Wichtige Hinweise zu den Übungen
- Achte auf die richtige Intensität und bewege dich so, dass du deinen Körper zu jedem Zeitpunkt beobachten und einschätzen kannst.
Allgemeine Tipps für einen gesunden Rücken
- Regelmäßige Bewegung: Integriere Bewegung in deinen Alltag, z. B. durch Treppensteigen statt Aufzug. Sportarten wie Yoga, Nordic Walking, leichtes Joggen, Schwimmen oder Aqua-Gymnastik eignen sich besonders gut.
- Ergonomische Möbel: Nutze ergonomische Möbel und achte auf eine korrekte Körperhaltung. Der Bildschirm sollte auf Augenhöhe positioniert sein, um Nackenverspannungen zu vermeiden.

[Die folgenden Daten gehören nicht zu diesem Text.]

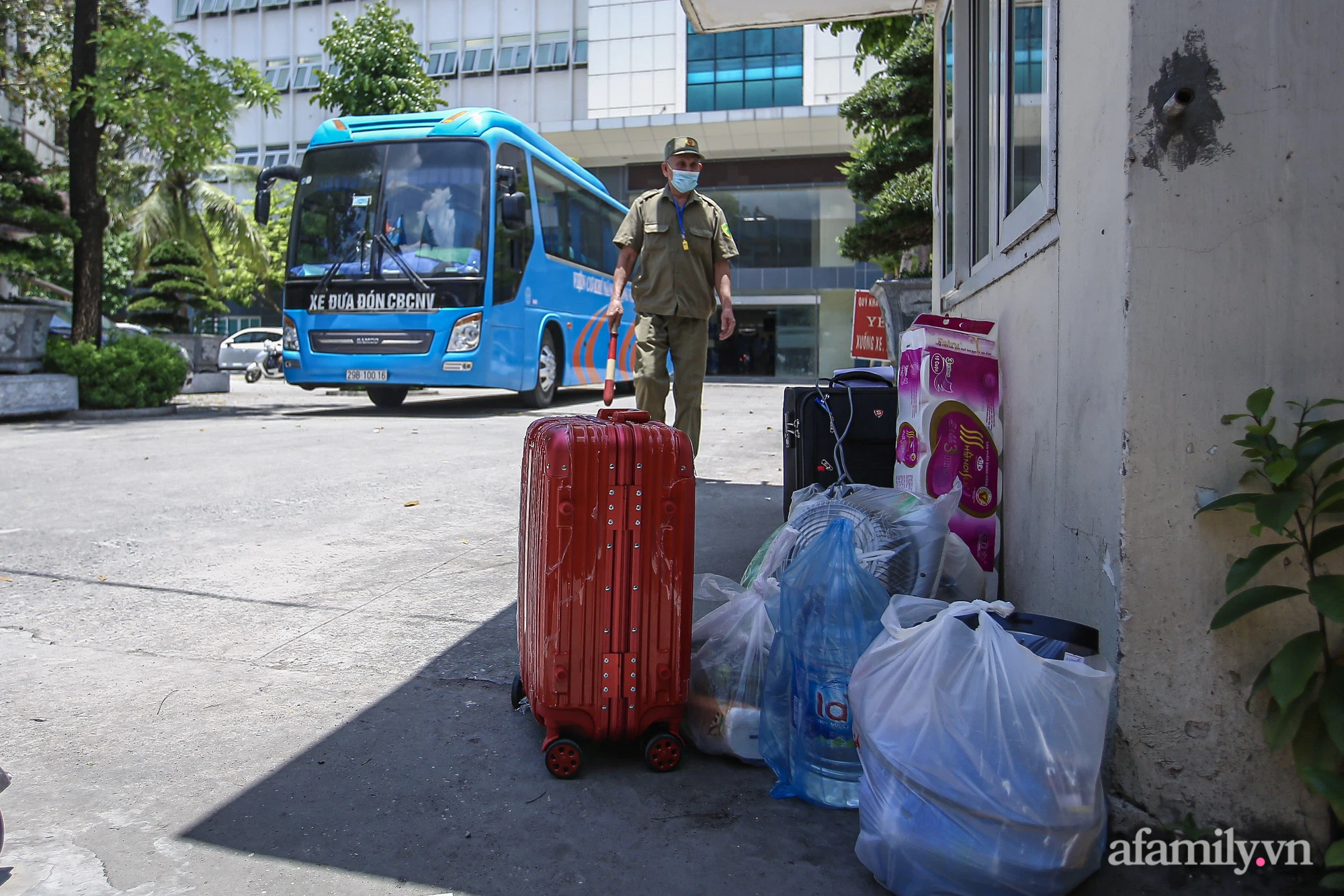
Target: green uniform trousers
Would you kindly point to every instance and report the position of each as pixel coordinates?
(689, 341)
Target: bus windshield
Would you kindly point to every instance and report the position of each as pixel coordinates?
(377, 210)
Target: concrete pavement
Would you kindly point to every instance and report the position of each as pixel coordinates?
(233, 660)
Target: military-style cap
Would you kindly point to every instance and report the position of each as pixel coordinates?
(682, 144)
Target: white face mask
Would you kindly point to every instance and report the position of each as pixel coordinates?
(685, 182)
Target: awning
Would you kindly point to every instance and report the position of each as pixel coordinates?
(730, 15)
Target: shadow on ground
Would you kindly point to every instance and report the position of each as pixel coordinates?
(443, 784)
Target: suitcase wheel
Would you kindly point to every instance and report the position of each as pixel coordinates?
(564, 758)
(663, 752)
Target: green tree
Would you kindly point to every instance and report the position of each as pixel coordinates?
(32, 214)
(892, 165)
(186, 206)
(138, 93)
(241, 283)
(380, 66)
(175, 283)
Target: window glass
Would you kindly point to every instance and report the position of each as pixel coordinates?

- Gesunde Ernährung: Eine gesunde Ernährung fördert Heilungsprozesse und unterstützt den Rücken.
- Stress vermeiden: Vermeide nach Möglichkeit negativen Stress.
- Ausreichend Schlaf: Sorge für einen erholsamen Schlaf.
Wann sollte man einen Arzt aufsuchen?
Sollten sich deine Schmerzen jedoch nicht bessern, obwohl du unsere Übungen mehrere Wochen ausprobiert hast, solltest du eine Ärztin oder einen Arzt aufsuchen. Generell gilt Vorsicht, wenn Missempfindungen entstehen oder ein Kribbeln länger anhält. Das können Anzeichen für Nervenschädigungen sein. Solltest du also Gefühlsstörungen, Lähmungserscheinungen, Harn- und Blasenschwäche oder ähnliche Symptome bemerken, suche dir schnellstmöglich ärztliche Hilfe.